[Zope-CMF] backup strategies

sean.upton@uniontrib.com sean.upton@uniontrib.com
Fri, 07 Feb 2003 10:59:42 -0800

Cliff's notes version of ZSS HA clustering, assuming you have some sort of
DirectoryStorage replication in place:

re: ZSS clustering.  You could use mon as well as heartbeat.  Heartbeat
would be set up on a 2-node cluster of ZSS machines.  If the primary
seriously died, then the backup would take over its IP address via
gratuitous ARP.  

Heartbeat also manages resource with init-like scripts, when the takeover
started, it would start up a ZSS process on a replicated DirectoryStorage
after taking over the IP.  For safety, you would want to likely kill the
primary server to keep it from replicating to the backup after the takeover.
You could do this by using a power-device (STONITH: Shoot The Other Node In
The Head).

The takeover that heartbeat performs could be initiated under 2 conditions:

- totally dead primary ZSS box.  Heartbeat does this when the primary stops
sending heartbeats that the secondary can see.
- Half-dead box: lack of ZSS service on tcp socket.  Use a mon alert script
to trigger heartbeat takeover.

ZEO clients would retry connection after a timeout from a severed TCP
connection to the ZSS, and see that it is back up.


-----Original Message-----
From: Paul Winkler [mailto:pw_lists@slinkp.com]
Sent: Friday, February 07, 2003 10:13 AM
To: zope-cmf@zope.org
Subject: Re: [Zope-CMF] backup strategies

On Fri, Feb 07, 2003 at 04:09:17PM +0000, Sally Owens wrote:
> Is there any way for example to *test* Data.fs when you back it up (to be 
> sure that you are not backing up corrupt data)?

there's a utility in utilities/ZODBTools/fstest.py that checks
for errors. Run a cron job that runs this tool and mails you the

There is also another utility, fscheck.py that gives more extensive
reports, and IIRC is new to Zope 2.6.

> What backup strategies do other organisations employ to minimize the risk 
> of your Zope/CMF sites falling over?

be sure not to overlook the advantage of running zope
behind a proxy, especially if your system will ever be 
exposed to the internet.  ZServer is not designed to handle
DOS attacks, or very high traffic in general.  A proxy
such as Squid can both mitigate this, and with proper
caching greatly decrease the load on your Zope system.

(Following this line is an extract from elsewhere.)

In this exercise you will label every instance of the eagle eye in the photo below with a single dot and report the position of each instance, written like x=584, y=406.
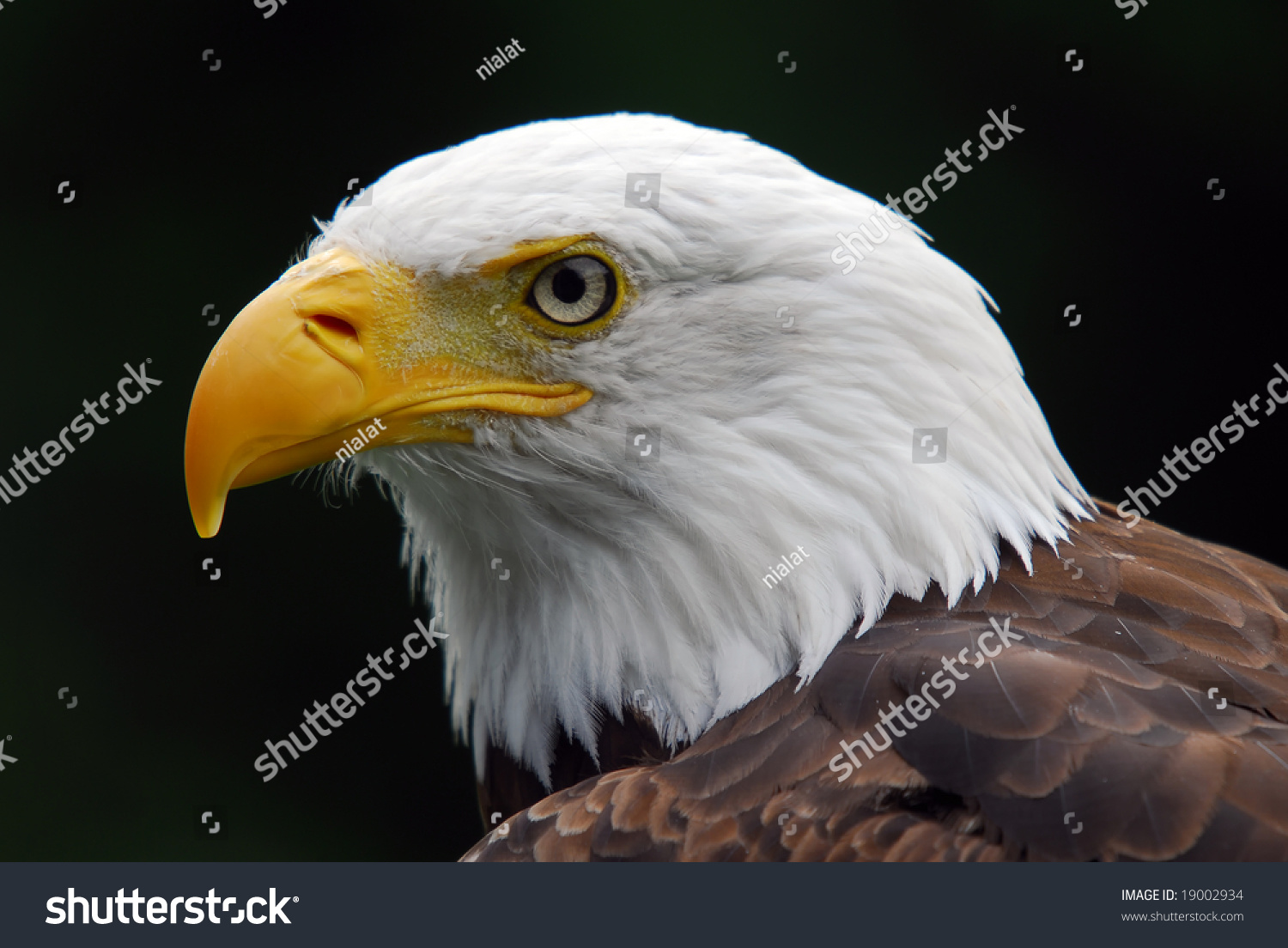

As for protecting our data, currently much the same as you're suggesting.
We make regular backups of Data.fs (using cp), and regularly
run fstest.py.
Strongly considering a move to DirectoryStorage on reiserfs.

This would enable, among other things, incremental backups and 
semi-live replication using a custom shell script (and soon
there will be a feature that supports live replication.)

The cool thing about live replication is that you could in
theory eliminate the single point of failure with Zope / ZEO: the ZEO
By running monitoring software such as mon, you could
set up a system that fails over from one ZEO cluster to another.
Not trivial to set up, but I think it should work.


Paul Winkler
Look! Up in the sky! It's ANDREA SNOWBALL!
(random hero from isometric.spaceninja.com)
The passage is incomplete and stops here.